Quotes
1)
“Research writing textbooks, despite their earnest good
intentions, tend to reinforce unoriginal writing by providing students not only
with maps through the conventional rules of academic research, but also a
standardized concept of how academic research writing should look and sound;
textbooks typically provide sample papers, and stock evidence on the “rules” of
logical argumentation, linear organization, acceptable evidence, and the proper
way to cite sources” (417-18).
2)
“We would like to believe that research writing teaches
valuable skills and encourages students to commit to the academic ideals of
inquiry and evidentiary reasoning. However, it may be as often the case that
the research paper assignment teaches students little more than the act of
producing, as effortlessly as possible, a drab discourse, vacant of originality
or commitment” (419).
3)
“…teaching the research paper as the sole example of research
writing will fail to prepare students for a myriad of other research based
writings…” (420).
4)
“Research writing, we are told, should teach students about
how data is generated and expertise gained. It should also allow them to
cultivate their intellectual curiosity and expand their knowledge. The issue
becomes method and form—how to do research and how to write it in ways that
will allow students to embrace academic ideals and escape the cynicism of
Posusta” (420-21).
5)
“The ideal of alternative research writing is exploration
freed from its historical weight of conquest and enslavement” (422).
6)
“Alternative research writing inscribes an inclusive
cross-disciplinary academy, which mixes the personal and the public and values
the imagination as much as the intellect” (422).
7)
“…still, we want them to have, and heed, an itch” (423).
8)
“The research paper came to be chiefly a vehicle for
training—not in the creation of knowledge, but in the recording of existing
knowledge” (424).
9)
“In teaching multi-writing in our discourse theory course, we
first open students up to a sense of either a multi-dimensional self or
multiple selves, in order to create in a postmodern world” (434).
10)
“She was
intellectually exploring a question that she was also urgently living” (437).
11)
“We return to them
again and again, trying to understand them in full, but also finding pleasure
in knowing that we will not, that they will remain fertile mysteries” (439).

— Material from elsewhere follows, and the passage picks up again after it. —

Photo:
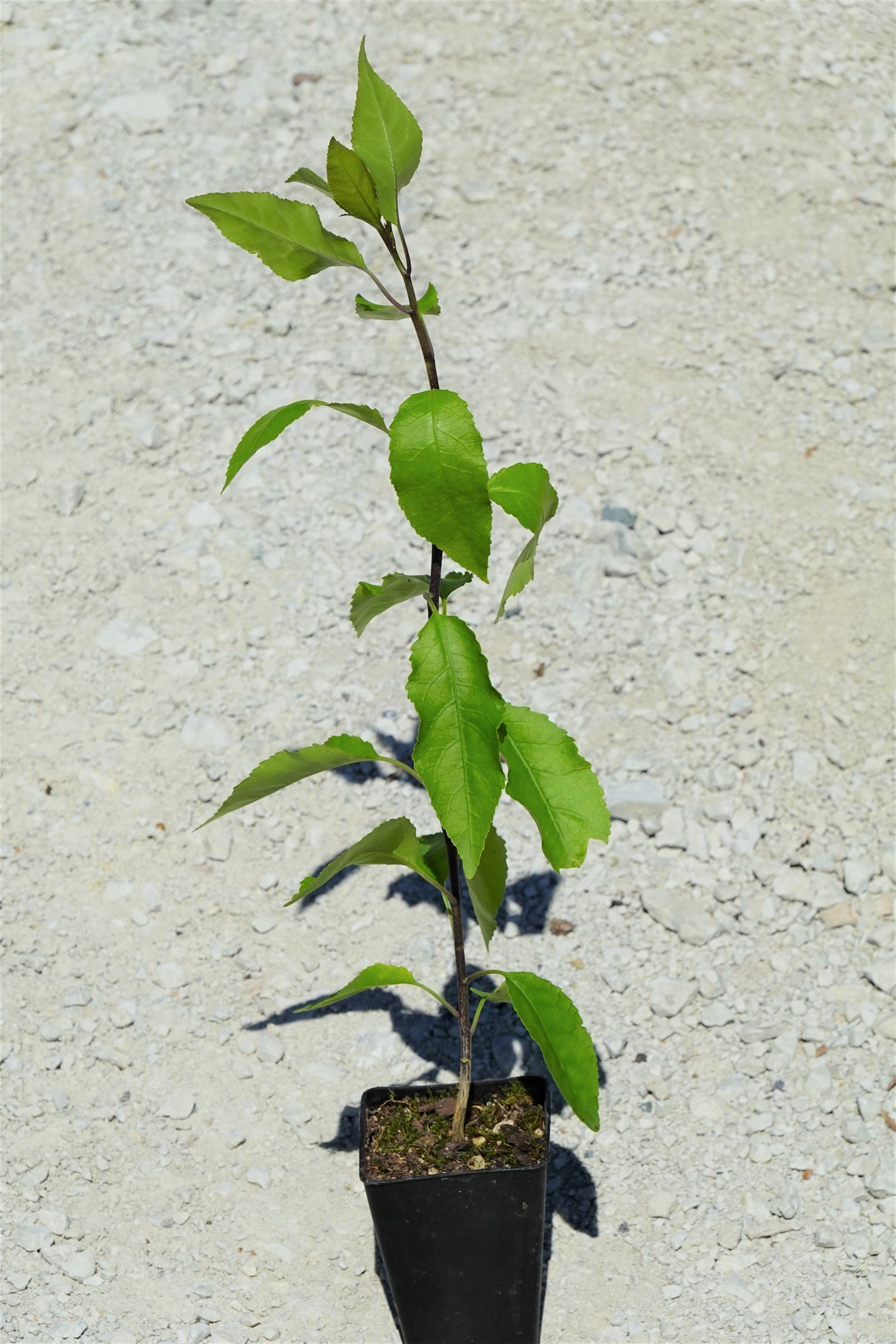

12) “A collective appreciation of
mystery can also be a basis for revising the academy, making it truly a place
of free inquiry, where the unknown is approached from many directions, using a
variety of ways of thinking, writing, and making” (441).
Responses
1)
Davis and Shadle set up their problem with conventional
“modern” research papers and how they are taught. Their views are reminiscent
of Kleine’s description of students in the “night library”. Furthermore, the
textbook Davis and Shadle differs greatly from Writing About Writing,
which overtly states that it will not tell students how to write a research
paper; it gives no checklist or set of rules.
4)
So the ideas and goals behind research writing are still very
much valid, the authors contend, but the way teachers teach students to go
about writing said research paper does not achieve those goals. Davis and
Shadle want to show how students can go about writing a research paper that
will allow them to engage in the academic discussion teachers are eager for
them to be a part of. True academic discussion and discovery doesn’t come from
a checklist, but rather from honest questioning.
5)
The purpose of research is to discover new knowledge, not to
be bogged down by the rehashing of old knowledge.
6)
What Davis and Shadle are proposing shakes everything up, the
personal and the public, the value of creativity, even the promotion of
interdisciplinary study. Because they include so many facets, Davis and Shadle
are allowing students to truly explore the “mystery” of their research
questions.
7)
We want students to want to research.
8)
Another way of saying that students simply follow a pattern of
research writing that isn’t conducive to producing new knowledge
9)
Students have to acknowledge that different genres require
different styles of writing. Davis and Shadle take his a step further and say
that to write in these different genres requires a student to formulate
different selves.
10)
Students need to have an immediate connection to a research
project if they are going to continue to research of their own accord to broaden
their own knowledge—the stakes have to be higher than a paper grade in an
English class.
11)
In the multi-modal projects, Davis and Shadle revel in the
fact that they cannot wholly comprehend their students’ projects; they enjoy
the fact that students have succeeded in not writing a standard modern research
paper.
12) Davis and Shadle want the joys of the mysterious to spread to all of academia, only then will truly serious academic inquiry occur.